Medical ozone oil or gas applications in patients treated with bisphosphonates
There are limited options to treat osteonecrosis of the jaw (ONJ) lesions, and current recommendations for the treatment of ONJ include prophylactic antibiotics, the use of oral antimicrobial rinses, and preventative measures (dental exam, invasive procedure done before treatment initiation). Ozone therapy (O3) has previously been shown to enhance the benefits of surgical and pharmacologic treatments of ONJ when administered before and after treatment procedures. Carla Ripamonti, MD (National Cancer Institute of Milan, Milan, Italy) presented data from a small pilot study assessing the therapeutic efficacy of the localized application of medical O3 as an oil suspension or gas form in healing ONJ lesions in conjunction with prior antibiotic treatment.

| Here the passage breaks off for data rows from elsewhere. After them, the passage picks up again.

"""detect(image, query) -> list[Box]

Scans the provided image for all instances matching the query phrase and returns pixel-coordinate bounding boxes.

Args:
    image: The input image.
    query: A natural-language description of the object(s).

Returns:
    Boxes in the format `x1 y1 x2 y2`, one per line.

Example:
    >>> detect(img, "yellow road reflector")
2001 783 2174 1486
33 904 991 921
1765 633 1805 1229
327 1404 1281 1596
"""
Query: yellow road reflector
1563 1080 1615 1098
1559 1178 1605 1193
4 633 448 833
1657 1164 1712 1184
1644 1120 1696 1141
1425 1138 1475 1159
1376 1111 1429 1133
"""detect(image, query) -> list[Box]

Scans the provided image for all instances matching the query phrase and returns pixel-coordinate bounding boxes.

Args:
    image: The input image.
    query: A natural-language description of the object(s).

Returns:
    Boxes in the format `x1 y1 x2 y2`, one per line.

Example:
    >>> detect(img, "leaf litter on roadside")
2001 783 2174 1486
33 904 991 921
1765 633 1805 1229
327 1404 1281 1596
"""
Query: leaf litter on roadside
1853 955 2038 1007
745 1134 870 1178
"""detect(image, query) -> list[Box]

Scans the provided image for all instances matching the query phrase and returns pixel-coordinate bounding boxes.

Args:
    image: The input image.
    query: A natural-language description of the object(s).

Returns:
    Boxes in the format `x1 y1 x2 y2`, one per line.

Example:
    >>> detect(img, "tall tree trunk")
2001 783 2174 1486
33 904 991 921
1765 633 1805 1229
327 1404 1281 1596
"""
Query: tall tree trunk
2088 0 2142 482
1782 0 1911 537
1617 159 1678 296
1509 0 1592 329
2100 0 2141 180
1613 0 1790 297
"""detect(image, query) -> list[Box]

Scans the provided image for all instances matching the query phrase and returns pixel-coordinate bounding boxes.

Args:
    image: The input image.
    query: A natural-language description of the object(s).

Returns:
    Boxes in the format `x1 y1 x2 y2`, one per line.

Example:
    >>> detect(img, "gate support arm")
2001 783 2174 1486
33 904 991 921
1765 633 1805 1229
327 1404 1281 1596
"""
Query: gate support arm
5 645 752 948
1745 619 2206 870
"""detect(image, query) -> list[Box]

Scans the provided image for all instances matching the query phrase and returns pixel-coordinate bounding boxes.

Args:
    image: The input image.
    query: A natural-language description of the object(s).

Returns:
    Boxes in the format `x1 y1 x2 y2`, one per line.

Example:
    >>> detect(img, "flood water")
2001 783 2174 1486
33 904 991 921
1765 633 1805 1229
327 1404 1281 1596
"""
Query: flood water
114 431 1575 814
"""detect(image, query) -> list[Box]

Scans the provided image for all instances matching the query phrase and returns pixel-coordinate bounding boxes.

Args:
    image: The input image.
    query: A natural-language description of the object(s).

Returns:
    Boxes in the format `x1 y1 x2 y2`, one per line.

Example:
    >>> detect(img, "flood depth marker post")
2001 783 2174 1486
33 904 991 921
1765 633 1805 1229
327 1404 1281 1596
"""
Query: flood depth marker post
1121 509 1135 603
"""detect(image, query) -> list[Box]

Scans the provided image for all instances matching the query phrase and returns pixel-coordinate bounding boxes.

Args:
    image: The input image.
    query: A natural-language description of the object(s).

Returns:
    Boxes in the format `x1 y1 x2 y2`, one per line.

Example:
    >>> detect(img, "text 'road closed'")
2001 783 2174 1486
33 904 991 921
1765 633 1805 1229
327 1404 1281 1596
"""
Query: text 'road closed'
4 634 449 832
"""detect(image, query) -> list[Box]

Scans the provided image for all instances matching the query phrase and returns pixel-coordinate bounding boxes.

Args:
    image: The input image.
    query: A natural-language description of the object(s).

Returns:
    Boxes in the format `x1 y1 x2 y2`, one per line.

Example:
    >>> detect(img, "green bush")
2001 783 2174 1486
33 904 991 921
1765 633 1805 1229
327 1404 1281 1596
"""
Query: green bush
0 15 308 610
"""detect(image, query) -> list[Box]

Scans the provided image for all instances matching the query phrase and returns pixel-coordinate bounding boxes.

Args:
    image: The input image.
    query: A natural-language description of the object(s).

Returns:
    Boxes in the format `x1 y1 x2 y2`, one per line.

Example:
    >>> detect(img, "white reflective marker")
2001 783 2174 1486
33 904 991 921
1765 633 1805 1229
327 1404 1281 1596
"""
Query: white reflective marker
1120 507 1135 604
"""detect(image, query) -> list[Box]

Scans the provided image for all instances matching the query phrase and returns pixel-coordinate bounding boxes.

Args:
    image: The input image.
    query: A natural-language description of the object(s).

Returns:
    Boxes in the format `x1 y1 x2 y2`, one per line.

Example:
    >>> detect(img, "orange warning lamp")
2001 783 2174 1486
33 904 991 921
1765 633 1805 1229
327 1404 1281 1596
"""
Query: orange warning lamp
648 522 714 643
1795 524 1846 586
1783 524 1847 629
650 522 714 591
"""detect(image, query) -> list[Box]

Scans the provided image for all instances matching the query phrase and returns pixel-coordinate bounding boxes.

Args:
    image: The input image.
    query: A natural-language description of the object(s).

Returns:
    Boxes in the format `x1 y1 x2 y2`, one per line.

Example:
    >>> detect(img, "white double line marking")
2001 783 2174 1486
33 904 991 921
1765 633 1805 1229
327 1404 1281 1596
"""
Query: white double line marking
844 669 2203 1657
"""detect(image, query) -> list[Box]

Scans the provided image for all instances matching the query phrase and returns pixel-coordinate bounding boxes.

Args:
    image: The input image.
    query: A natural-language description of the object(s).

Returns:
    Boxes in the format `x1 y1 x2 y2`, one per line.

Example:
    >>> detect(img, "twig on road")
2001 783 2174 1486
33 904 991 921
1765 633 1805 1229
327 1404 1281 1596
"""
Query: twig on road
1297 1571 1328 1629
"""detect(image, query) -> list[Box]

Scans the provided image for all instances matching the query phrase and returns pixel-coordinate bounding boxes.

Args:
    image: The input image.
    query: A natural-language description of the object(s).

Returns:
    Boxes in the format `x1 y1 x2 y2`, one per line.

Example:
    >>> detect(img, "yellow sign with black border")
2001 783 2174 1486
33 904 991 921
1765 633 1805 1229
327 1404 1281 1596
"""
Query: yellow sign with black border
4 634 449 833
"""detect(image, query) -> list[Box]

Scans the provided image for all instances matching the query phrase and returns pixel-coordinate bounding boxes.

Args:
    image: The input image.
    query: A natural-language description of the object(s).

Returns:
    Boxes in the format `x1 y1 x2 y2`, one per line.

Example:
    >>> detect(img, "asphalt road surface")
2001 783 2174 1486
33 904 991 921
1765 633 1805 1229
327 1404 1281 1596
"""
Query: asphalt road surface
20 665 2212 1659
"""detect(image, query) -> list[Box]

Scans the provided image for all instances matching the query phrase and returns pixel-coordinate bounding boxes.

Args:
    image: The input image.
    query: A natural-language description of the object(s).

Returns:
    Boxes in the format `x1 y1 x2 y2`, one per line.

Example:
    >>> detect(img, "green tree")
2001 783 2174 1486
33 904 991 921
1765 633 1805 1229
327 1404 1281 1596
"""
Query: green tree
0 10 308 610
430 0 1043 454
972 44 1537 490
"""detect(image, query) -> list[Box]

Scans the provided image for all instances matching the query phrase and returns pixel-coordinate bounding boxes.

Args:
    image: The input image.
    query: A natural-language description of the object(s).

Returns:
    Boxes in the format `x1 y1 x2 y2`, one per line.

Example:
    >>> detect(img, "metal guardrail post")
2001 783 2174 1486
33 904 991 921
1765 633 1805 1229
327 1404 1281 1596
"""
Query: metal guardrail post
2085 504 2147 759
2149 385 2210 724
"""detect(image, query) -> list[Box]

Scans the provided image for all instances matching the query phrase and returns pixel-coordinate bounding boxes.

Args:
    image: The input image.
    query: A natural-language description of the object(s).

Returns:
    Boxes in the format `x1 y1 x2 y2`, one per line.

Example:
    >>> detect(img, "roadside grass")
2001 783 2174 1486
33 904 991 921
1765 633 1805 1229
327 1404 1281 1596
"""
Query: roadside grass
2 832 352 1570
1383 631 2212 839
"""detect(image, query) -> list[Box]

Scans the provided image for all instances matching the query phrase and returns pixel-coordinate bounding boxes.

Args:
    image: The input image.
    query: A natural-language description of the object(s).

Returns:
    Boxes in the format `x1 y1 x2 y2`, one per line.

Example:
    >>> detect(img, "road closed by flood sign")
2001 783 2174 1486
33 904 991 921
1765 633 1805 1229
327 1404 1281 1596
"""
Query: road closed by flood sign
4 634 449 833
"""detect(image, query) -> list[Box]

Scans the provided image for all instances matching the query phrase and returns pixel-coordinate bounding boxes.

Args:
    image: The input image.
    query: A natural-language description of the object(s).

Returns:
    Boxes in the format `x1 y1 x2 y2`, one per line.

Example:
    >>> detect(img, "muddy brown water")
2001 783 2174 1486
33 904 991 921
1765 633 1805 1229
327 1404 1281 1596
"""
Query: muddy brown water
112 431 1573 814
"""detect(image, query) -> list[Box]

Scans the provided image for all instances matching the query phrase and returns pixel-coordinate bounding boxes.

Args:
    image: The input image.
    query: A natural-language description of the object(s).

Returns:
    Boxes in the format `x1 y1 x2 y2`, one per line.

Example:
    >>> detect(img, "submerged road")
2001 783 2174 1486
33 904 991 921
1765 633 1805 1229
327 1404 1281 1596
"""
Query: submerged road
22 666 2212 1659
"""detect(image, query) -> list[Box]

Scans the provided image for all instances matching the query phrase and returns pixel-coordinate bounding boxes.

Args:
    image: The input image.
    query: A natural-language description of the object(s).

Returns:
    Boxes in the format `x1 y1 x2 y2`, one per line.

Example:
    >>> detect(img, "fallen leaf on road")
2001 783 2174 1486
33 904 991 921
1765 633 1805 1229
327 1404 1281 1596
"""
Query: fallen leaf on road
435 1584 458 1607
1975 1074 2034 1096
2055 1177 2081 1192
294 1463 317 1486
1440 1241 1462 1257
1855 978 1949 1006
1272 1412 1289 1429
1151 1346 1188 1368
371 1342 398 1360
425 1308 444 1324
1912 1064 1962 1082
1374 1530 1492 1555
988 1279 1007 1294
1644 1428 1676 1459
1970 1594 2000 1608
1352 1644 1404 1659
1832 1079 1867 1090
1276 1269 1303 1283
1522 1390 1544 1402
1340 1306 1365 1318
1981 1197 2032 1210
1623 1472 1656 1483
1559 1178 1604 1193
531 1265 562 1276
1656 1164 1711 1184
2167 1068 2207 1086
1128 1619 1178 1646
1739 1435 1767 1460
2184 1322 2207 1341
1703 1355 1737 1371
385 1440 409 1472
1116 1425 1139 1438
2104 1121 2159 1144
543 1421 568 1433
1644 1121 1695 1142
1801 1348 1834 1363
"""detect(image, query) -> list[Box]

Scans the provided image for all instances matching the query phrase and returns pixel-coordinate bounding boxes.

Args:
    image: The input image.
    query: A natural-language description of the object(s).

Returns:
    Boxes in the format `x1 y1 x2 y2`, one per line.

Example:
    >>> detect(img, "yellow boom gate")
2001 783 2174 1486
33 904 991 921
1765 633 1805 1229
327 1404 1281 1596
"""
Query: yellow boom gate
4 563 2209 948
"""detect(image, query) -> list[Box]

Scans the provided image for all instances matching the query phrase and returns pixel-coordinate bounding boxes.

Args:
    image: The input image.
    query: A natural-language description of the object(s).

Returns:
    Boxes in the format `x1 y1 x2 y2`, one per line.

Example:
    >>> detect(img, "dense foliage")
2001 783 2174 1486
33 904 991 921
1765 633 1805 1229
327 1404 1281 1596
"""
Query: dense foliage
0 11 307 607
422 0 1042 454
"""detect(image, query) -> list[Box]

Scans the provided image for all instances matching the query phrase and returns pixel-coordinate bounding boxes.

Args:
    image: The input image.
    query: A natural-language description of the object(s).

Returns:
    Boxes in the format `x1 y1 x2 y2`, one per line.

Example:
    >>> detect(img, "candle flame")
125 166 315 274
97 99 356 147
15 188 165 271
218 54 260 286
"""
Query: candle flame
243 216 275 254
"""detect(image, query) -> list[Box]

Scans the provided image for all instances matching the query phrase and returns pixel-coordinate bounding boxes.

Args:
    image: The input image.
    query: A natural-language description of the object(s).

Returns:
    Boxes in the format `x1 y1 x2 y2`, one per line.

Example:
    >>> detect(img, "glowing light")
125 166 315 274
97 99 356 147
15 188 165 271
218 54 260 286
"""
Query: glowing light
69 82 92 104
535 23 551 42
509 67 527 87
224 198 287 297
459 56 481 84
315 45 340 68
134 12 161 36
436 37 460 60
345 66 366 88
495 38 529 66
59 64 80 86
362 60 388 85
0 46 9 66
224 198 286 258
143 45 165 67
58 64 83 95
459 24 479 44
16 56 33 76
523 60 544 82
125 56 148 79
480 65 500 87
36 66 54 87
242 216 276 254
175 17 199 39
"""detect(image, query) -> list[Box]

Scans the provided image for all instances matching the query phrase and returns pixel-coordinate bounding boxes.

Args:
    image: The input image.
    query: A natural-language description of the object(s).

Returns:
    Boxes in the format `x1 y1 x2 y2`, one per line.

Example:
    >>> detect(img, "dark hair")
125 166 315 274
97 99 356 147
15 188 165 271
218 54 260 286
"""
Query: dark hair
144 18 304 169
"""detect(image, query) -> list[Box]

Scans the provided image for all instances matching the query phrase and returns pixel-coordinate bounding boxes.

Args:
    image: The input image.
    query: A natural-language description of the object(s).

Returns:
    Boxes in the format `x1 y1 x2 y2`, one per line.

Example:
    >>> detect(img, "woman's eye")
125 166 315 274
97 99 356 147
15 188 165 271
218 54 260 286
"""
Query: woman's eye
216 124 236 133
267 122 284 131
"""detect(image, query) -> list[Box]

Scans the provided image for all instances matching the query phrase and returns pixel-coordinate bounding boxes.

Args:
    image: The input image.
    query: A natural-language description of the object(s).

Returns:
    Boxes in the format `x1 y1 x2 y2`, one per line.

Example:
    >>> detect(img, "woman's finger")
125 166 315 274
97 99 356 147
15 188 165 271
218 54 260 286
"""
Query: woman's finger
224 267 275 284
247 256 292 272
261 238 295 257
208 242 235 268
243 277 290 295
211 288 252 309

The 22 cancer patients in this study had been previously treated with bisphosphonates in the absence of odontoiatric preventive measures. The primary end-point of this study was to evaluate the level of healing response, and radiological lesion disappearance with complete reconstitution of oral tissue. Results of this study demonstrated that application of medical O3 either as an oil suspension or gaseous form in patients following antibiotic therapy enables a complete resolution of ONJ in more than 73% of patients without any adverse effects. While medical O3 oil is more effective in treating minor ONJ lesions (≤2.5 cm), the application of O3 gas appears to be very useful in patients with more severe lesions (>2.5 cm).
 
Cancer Res. 2009;69(Suppl): Abstract 5046.